Family and Medical Leave Act - FAQ for Employees

Filed under: Workplace

The Family and Medical Leave Act of 1993 grants legally married spouses up to twelve weeks of unpaid leave from work to care for a seriously ill spouse, parent or child.  However, the law does not cover same-sex partners or spouses, making it impossible for some employees to be with their partners during times of medical need. The following information relates to FMLA benefits alone. Employers may opt to extend FMLA-equivalent benefits that recognize same-sex partners and children of partners.

Can an employee take FMLA leave to care for a same-sex partner?

No.

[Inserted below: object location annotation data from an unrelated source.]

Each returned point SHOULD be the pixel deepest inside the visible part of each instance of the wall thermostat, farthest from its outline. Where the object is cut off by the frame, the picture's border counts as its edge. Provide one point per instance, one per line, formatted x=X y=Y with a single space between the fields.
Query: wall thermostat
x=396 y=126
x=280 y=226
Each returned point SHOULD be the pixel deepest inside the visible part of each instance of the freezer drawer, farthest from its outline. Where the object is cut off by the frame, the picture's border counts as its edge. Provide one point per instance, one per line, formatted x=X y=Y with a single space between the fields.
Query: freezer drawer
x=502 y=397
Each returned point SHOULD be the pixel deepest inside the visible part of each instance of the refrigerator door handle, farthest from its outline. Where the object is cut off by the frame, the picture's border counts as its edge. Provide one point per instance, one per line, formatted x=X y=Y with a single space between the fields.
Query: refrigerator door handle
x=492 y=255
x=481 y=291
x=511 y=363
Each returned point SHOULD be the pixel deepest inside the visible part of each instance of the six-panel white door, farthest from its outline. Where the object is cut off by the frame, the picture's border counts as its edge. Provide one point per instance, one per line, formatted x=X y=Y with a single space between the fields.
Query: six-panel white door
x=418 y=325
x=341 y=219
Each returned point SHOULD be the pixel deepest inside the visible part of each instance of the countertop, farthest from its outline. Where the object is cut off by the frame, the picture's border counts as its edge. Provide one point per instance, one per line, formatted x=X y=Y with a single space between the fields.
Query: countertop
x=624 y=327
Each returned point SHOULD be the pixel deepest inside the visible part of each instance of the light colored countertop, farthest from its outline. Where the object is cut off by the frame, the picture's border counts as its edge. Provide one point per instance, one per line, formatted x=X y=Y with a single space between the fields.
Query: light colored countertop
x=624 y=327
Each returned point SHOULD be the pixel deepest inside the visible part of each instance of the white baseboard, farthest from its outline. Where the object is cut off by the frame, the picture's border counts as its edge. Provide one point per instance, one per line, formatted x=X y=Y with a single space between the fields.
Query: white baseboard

The FMLA has many shortcomings, especially for same-sex partners. It may not be used to care for a same-sex partner or spouse as federal law does not recognize same-sex relationships.

Can an employee take FMLA leave to care for the child of a same-sex partner?

Yes.  The FMLA’s definition of "son or daughter" includes a child of a person standing "in loco parentis," that is, acting as a parent.  On June 22, 2010, the Department of Labor’s Wage and Hour Division issued guidance indicating that an employee need not have a legal or biological relationship to the child to take leave and "either day-to-day care or financial support may establish an in loco parentis relationship where the employee intends to assume the responsibilities of a parent with regard to a child."[1] In a press release about this announcement, Labor Secretary Hilda Solis stated, "The Labor Department’s action today sends a clear message to workers and employers alike: All families, including LGBTQ families, are protected by the FMLA."[2] This leave can be taken for the birth or placement of a child to whom the employee intends to be a parent.   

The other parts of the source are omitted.